- Wiadomości
Hussar - lekki pocisk dla europejskich platform przyszłości
W czasie paryskiego salonu lotniczego doszło do podpisania porozumienia ws. ultralekkiego uniwersalnego pocisku kierowanego dla przyszłościowych platform powietrznych różnych klas. Sygnotariuszami są niemiecka firma Diehl Defence i francuski Safran Electronics & Defence.

Tzw. Hussar (nazwa nieprzypadkowo zaczerpnięta z miana lekkiej kawalerii) to lekki pocisk klasy powietrze-ziemia, do którego zalet mają należeć wyjątkowo małe gabaryty i modułowa konstrukcja dająca możliwość skonfigurowania go na potrzeby danej misji. Wymienne mają być nie tylko głowice bojowe o zróżnicowanym ładunku, ale także głowica naprowadzająca, która ma współdziałać z „innowacyjnym systemem nawigacji”. Wśród nich ma się znaleźć m.in. wysoce precyzyjna głowica z półaktywnym sensorem laserowym. Skalowalność głowicy bojowej i precyzja naprowadzania mają prowadzić do unikania ofiar postronnych przy prowadzeniu ognia.
O uniwersalności nowego typu uzbrojenia świadczy m.in. liczba platform, z którymi Hussar ma zostać zintegrowany. Wymienia się tutaj zarówno duży bezzałogowiec, który powstanie jako efekt europejskiego programu MALE, jak i myśliwiec przyszłości FCAS/Next Generation Fighter.
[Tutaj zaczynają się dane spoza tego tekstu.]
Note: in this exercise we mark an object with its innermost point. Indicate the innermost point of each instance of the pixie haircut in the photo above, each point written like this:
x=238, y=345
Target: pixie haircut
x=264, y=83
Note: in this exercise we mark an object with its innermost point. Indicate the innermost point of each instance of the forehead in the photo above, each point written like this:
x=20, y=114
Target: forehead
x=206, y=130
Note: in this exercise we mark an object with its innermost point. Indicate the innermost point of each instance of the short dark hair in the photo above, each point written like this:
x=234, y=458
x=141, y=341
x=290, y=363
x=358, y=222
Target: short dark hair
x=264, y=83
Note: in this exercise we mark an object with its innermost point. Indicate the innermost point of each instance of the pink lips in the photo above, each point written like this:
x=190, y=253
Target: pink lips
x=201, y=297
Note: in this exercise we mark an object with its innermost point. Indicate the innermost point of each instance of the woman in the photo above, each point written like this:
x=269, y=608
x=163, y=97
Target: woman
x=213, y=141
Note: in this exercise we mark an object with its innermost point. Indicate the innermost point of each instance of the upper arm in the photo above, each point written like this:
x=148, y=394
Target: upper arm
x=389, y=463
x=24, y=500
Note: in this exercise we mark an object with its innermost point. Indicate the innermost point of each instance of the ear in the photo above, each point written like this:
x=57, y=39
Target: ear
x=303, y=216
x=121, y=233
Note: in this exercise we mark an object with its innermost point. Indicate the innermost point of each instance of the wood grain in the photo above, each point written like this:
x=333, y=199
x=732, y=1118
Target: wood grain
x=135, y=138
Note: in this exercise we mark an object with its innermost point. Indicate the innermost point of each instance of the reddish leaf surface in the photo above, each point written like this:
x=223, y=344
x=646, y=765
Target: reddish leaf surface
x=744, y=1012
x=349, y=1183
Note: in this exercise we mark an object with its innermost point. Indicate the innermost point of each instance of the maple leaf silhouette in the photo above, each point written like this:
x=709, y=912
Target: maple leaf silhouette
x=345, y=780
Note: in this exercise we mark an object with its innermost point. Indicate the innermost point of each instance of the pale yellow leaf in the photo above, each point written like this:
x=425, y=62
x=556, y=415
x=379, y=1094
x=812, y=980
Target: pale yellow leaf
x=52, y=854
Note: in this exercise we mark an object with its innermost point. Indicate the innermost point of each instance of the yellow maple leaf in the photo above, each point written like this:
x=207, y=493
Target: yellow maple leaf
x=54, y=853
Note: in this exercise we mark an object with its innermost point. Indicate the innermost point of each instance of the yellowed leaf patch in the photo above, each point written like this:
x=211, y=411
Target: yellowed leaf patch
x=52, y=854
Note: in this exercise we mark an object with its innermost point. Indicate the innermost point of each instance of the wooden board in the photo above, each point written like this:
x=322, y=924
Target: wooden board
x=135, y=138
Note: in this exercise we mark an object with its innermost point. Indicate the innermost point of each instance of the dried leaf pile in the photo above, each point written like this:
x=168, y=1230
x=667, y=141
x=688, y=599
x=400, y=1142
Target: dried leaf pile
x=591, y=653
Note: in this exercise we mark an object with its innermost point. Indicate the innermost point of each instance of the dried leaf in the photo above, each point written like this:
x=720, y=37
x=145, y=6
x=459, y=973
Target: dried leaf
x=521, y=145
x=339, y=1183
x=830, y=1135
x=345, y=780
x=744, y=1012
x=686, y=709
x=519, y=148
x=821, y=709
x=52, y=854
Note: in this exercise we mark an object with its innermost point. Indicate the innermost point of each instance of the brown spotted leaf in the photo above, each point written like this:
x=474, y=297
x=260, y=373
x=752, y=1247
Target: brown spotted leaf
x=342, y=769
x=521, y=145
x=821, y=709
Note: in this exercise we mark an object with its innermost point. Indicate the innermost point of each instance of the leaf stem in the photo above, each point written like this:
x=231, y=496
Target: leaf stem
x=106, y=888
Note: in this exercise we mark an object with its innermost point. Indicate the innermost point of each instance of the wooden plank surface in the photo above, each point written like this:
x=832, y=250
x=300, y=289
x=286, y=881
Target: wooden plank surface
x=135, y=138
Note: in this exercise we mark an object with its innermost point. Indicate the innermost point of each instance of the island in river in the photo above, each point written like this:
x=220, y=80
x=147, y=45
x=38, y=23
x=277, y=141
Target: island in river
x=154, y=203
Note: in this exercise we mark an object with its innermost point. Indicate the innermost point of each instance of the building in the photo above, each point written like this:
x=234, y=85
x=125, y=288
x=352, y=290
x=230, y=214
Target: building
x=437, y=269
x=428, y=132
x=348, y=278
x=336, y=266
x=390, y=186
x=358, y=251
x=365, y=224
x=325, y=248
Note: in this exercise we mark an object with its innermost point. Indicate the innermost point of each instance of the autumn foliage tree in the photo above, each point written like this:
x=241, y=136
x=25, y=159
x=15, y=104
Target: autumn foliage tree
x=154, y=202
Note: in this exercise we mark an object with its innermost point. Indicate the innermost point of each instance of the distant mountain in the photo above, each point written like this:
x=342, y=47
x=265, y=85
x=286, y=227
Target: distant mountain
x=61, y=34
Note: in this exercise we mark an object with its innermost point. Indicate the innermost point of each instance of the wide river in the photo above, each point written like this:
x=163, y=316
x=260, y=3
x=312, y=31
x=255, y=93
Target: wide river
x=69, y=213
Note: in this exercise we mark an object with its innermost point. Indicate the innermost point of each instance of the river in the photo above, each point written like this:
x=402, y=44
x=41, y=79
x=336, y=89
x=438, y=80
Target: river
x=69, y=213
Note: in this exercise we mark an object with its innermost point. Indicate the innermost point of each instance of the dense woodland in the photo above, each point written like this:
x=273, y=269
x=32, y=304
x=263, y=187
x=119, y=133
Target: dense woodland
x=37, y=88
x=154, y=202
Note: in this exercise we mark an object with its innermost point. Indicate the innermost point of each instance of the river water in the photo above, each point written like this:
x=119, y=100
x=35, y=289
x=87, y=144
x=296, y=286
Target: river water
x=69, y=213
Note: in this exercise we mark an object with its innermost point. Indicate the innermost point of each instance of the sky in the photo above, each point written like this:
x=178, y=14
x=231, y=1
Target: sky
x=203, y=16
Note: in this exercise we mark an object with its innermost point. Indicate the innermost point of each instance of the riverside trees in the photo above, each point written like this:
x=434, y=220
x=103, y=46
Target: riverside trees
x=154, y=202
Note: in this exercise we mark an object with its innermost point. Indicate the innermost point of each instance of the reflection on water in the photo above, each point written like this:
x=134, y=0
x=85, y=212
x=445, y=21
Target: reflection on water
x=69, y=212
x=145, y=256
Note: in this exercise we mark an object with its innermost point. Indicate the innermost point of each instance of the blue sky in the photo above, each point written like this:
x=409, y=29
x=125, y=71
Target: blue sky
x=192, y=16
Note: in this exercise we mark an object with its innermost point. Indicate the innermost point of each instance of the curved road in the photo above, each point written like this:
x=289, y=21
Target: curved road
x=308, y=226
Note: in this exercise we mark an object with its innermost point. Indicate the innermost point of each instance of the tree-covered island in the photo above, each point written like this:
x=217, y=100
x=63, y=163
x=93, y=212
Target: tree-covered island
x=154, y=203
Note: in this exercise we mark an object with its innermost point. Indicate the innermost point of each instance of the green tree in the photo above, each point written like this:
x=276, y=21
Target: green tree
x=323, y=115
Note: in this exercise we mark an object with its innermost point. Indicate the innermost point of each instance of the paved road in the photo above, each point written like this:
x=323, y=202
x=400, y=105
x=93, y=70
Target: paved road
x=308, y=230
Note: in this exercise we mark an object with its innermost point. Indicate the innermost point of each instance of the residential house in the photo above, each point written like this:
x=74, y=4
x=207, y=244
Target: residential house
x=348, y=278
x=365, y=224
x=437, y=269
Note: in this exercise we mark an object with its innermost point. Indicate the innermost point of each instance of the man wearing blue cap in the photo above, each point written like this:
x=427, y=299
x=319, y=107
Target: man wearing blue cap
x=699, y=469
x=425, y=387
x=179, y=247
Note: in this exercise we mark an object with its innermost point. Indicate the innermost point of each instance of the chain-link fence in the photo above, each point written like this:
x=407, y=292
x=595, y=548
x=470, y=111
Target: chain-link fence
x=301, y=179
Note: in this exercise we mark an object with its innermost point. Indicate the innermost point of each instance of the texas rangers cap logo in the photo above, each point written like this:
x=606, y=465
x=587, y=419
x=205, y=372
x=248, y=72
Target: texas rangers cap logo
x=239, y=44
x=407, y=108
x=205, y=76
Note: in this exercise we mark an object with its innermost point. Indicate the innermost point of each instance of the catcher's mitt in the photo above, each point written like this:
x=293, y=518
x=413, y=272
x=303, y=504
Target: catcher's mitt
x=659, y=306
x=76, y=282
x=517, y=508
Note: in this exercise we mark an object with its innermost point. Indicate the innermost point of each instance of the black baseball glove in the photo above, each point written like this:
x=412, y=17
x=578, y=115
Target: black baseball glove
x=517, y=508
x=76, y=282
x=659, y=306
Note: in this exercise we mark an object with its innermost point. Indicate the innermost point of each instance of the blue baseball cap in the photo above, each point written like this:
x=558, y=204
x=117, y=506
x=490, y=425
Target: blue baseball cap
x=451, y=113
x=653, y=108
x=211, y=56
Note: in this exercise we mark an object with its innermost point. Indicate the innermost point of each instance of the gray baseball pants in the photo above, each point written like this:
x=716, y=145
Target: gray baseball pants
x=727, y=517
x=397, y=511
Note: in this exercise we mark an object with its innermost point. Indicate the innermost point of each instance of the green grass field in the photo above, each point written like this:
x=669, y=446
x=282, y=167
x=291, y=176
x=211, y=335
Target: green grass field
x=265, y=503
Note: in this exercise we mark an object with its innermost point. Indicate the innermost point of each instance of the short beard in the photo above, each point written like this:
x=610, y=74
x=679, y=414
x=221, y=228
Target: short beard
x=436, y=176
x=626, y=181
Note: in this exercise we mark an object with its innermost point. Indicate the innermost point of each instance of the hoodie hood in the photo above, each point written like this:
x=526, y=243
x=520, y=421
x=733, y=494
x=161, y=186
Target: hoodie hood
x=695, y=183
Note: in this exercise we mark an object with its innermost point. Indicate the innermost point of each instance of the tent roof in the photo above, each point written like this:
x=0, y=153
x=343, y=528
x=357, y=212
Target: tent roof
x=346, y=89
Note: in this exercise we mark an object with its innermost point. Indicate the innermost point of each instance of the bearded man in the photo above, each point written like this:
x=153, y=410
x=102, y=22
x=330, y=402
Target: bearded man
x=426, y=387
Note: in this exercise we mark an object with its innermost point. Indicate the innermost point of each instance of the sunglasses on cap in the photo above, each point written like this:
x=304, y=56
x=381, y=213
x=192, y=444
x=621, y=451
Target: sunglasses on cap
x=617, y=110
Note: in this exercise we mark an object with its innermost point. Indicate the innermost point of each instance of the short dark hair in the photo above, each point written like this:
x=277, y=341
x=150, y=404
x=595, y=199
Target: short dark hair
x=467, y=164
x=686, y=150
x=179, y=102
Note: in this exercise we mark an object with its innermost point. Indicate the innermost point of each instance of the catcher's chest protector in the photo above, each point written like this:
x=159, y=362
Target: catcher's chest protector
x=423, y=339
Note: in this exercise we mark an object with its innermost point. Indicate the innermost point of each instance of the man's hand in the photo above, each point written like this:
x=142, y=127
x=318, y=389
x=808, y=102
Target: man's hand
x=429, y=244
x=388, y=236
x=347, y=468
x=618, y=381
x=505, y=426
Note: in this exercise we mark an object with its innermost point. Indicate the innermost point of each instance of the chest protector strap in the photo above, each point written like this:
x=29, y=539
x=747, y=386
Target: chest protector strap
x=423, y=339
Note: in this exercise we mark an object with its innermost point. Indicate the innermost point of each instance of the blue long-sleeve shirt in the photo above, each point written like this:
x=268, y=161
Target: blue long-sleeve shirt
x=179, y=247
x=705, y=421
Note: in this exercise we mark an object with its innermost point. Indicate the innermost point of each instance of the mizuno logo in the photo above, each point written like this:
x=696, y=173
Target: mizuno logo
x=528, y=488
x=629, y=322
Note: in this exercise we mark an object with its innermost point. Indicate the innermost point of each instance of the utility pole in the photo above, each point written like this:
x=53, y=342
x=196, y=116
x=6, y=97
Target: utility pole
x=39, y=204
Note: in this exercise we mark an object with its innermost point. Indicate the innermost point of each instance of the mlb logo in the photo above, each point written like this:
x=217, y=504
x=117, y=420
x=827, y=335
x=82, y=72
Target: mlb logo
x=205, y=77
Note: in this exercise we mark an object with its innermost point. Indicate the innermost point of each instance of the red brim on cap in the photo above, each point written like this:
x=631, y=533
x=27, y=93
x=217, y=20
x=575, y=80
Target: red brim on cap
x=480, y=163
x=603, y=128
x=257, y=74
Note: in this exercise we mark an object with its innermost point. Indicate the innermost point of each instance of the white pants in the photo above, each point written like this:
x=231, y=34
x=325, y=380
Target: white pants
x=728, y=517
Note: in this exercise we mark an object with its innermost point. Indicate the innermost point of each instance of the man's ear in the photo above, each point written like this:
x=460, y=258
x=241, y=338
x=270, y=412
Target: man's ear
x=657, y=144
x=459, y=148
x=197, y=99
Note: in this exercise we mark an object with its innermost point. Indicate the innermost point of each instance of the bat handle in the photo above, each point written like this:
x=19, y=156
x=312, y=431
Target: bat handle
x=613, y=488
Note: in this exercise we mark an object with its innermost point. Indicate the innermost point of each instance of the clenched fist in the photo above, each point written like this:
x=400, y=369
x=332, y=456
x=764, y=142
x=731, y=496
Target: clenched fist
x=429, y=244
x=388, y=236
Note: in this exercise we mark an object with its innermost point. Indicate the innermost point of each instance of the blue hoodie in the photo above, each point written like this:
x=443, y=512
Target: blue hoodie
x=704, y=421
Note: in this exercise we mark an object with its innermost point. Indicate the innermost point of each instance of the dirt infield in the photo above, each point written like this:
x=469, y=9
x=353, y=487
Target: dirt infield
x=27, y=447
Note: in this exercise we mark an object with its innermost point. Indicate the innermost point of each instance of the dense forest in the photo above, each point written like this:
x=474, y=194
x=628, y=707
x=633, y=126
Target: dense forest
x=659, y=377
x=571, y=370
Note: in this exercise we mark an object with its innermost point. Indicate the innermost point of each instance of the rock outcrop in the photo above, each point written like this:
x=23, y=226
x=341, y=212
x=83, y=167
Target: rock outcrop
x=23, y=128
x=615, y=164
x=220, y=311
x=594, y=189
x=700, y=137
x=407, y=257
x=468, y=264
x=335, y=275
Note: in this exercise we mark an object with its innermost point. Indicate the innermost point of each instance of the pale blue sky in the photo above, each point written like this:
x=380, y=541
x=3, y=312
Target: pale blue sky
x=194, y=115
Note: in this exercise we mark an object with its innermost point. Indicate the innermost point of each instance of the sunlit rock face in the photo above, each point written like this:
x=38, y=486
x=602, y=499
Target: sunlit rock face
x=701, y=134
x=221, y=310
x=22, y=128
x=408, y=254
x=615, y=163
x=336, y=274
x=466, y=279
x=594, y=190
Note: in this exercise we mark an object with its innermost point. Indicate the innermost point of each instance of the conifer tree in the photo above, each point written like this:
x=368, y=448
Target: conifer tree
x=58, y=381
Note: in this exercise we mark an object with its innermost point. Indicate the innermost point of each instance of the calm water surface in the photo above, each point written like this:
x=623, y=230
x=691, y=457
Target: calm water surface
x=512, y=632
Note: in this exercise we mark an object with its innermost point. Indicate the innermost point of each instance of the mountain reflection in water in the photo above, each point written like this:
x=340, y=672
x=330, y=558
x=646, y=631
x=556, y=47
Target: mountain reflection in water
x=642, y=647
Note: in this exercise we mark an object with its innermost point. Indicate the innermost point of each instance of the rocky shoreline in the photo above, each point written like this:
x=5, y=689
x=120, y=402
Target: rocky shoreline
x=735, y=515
Na grafice przedstawiający wizję wykorzystania pocisku pokazane są też starsze statki powietrzne w postaci Eurofighter Typhoona, a nawet należącego do 4. generacji Mirage 2000.
Czytaj też: Upór się opłacił. Hiszpania dołączy do FCAS
Pociski mają być na tyle nieduże, że będzie można przenosić je w wyrzutni mieszczącej po osiem egzemplarzy. Mimo to ich siła rażenia, zasięg, szybkość i inne parametry techniczne mają pozwalać na atakowanie „wrażliwych celów” – tak stacjonarnych jak i ruchomych. Co ciekawe mówi się o tym, że pocisk będzie mógł być używany bez względu na kierunek, w którym leci przenoszący go statek powietrzny. Może to oznaczać, że jego wyrzutnia będzie obrotowa.
WIDEO: Zmierzch ery czołgów? Czy zastąpią je drony? [Debata Defence24]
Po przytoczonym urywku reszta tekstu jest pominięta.